The U.S. economy didn’t boom in Q3, health insurance did

As members of the Trump administration took victory laps following the much stronger-than-expected third-quarter GDP report, market commentators were quick to point out the dismal reality behind the headline number.
Just before Christmas, the Bureau of Economic Analysis reported that U.S. GDP expanded at a 4.3% annualized rate in Q3, accelerating from the prior quarter and handily beating economists’ expectations.
At first glance, the report appeared to confirm a resilient consumer. Consumer spending rose 3.5% in the third quarter, up from 2.5% in Q2, making it the single largest contributor to overall growth.

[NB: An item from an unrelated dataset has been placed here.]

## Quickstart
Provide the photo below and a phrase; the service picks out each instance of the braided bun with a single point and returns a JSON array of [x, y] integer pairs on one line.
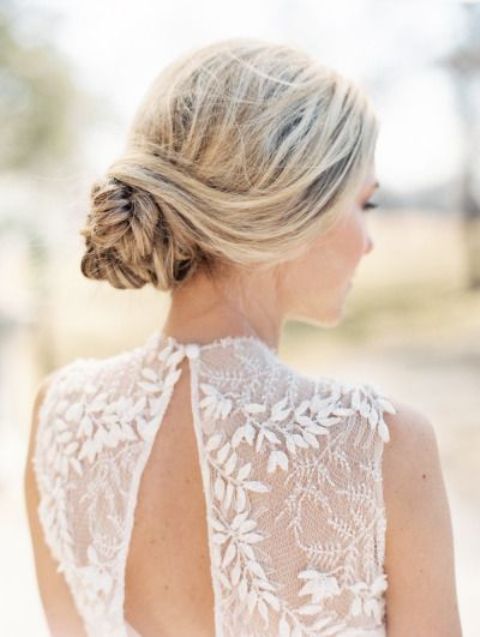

However, a closer look tells a very different story.
According to an analysis highlighted by market commentator Zerohedge, by far the largest contributor to personal consumption growth came from health insurance.
That raised fresh concerns about the role of rising insurance costs in propping up GDP figures.
Health insurance spending is a long-running problem for American households, and increases in this category are less a sign of economic strength than a reflection of persistent inflation and accounting effects.
That distinction matters. As Creative Planning’s Charlie Bilello has noted, the average U.S. family’s health insurance premium has increased 6.1% per year since 1999, resulting in a staggering 365% cumulative increase over that period.
Average US family health insurance premium...
undefined Charlie Bilello (@charliebilello) October 23, 2025
1999: $6k
2003: $9k
2007: $12k
2011: $15k
2015: $18k
2019: $21k
2023: $24k
2025: $27k
That's a 365% increase since 1999 (6.1% per year).
(Note: US CPI inflation has increased 2.6%/year) pic.twitter.com/xgehY2a5xo
Health insurance premiums have risen at more than double the pace of headline CPI, placing sustained pressure on household budgets.
Real GDP growth looks far weaker beneath the surface
Even setting aside the surge in health insurance spending, the GDP report raises additional red flags.
Economist David Rosenberg compared the release to recent inflation data that some commentators criticized as “totally inexcusable,” particularly because of methodological distortions tied to housing and government activity.
“Strip out government spending, sliding imports, and the sharp drawdown in the personal savings rate used to support consumption,” Rosenberg wrote, “and guess what? Real GDP growth was just +0.8% SAAR in Q3 — nowhere near +4.3%.”
In short, while the headline GDP number suggests an economy firing on all cylinders, the underlying composition paints a far more fragile picture — one increasingly reliant on accounting effects, rising costs, and consumers dipping into savings rather than broad-based, sustainable growth.
This disconnect helps explain why so many Americans say they feel worse off despite the economy’s apparent strength. Many investors describe the phenomenon as a slow erosion of purchasing power over time.
Billionaire investor Ron Baron has argued that American workers effectively need to double their income over roughly 15 years just to stay even, a stark illustration of how inflation steadily undermines real earnings and living standards.